Sortir le porte-monnaie

L’un des piliers de cette stratégie est l’investissement. En effet, l’Union européenne doit rattraper son retard et ne pas hésiter à augmenter les dépenses alors que les concurrents internationaux sont parfois plus avancés. La Commission européenne propose ainsi de mettre sur la table deux milliards d’euros pour ce qui concerne le développement du cloud. Elle souhaite également que les Etats membres et les acteurs privés participent à cet effort, et vise à investir dans les compétences des individus et des entreprises.

On peut en conséquence remarquer que la création de cet espace unique des données aura très vraisemblablement des conséquences concrètes majeures en matière de sécurité : les services de sécurité pourraient par exemple coopérer de manière plus efficace, les informations pourraient également être utilisées dans le cadre de la transition écologique. D’ailleurs, l’objectif environnemental pour ce qui concerne la production ou la consommation de données est de rendre les datacenters neutres en carbone d’ici 2030. Le secteur de la santé est également concerné par cette stratégie sur les données personnelles. Ce domaine fait d’ailleurs l’objet, comme un certain nombre de secteurs spécifiques, de mesures particulières qui auront leur importance pour traiter des crises d’ampleur, par exemple du COVID-19.
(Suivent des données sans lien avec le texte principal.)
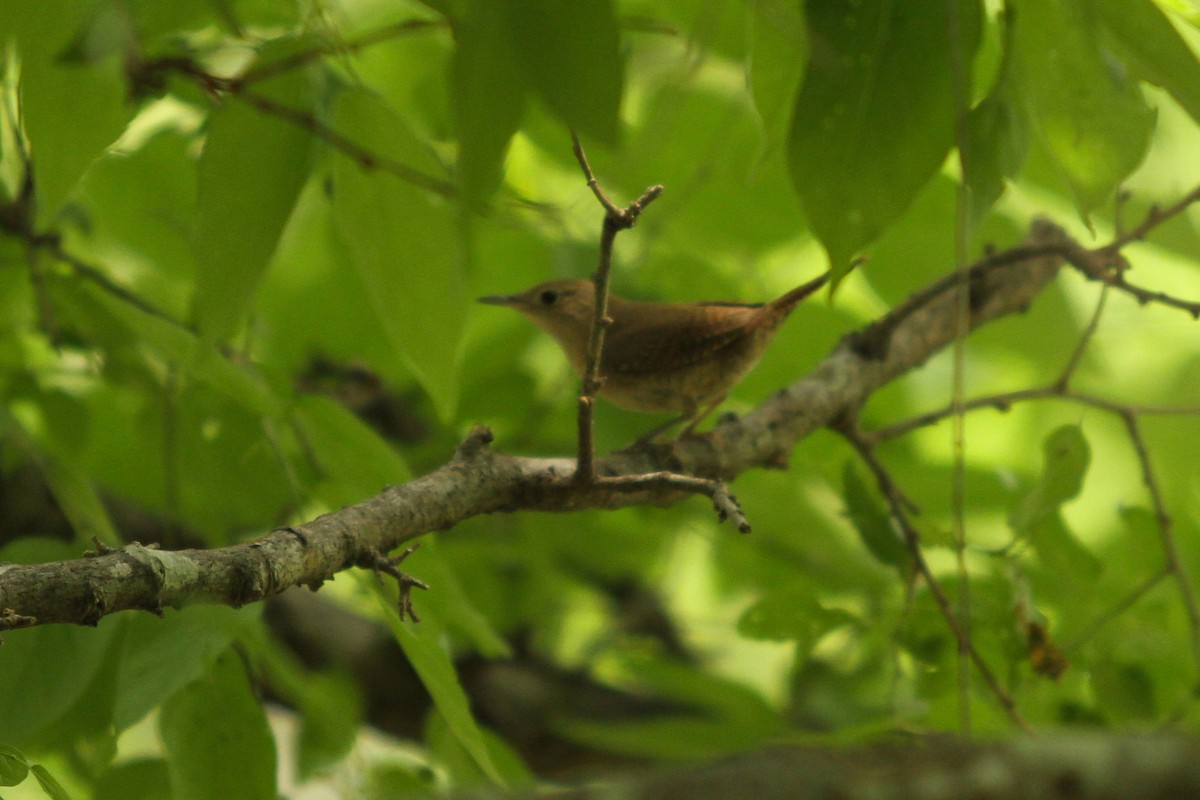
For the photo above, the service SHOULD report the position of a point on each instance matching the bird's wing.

La Commission d’Ursula Von der Leyen a donc choisi d’utiliser énormément d’outils juridiques, économiques et budgétaires pour créer cet espace unique. Si cette création dans l’Union européenne a du sens, il faudra être particulièrement vigilant sur la question de la protection des données et de l’utilisation qui en sera faite. Ce vaste chantier, dont le travail s’étend de 2020 à 2027, et dont les actions concrètes démarrent de manière intensive dès cette année, est très ambitieux. Le numérique a donc un bel avenir devant lui, avec des opportunités, mais également avec des risques potentiels. La mobilisation des politiques, mais aussi des ONG et des citoyens est donc primordiale pour que le projet se fasse dans de bonnes conditions.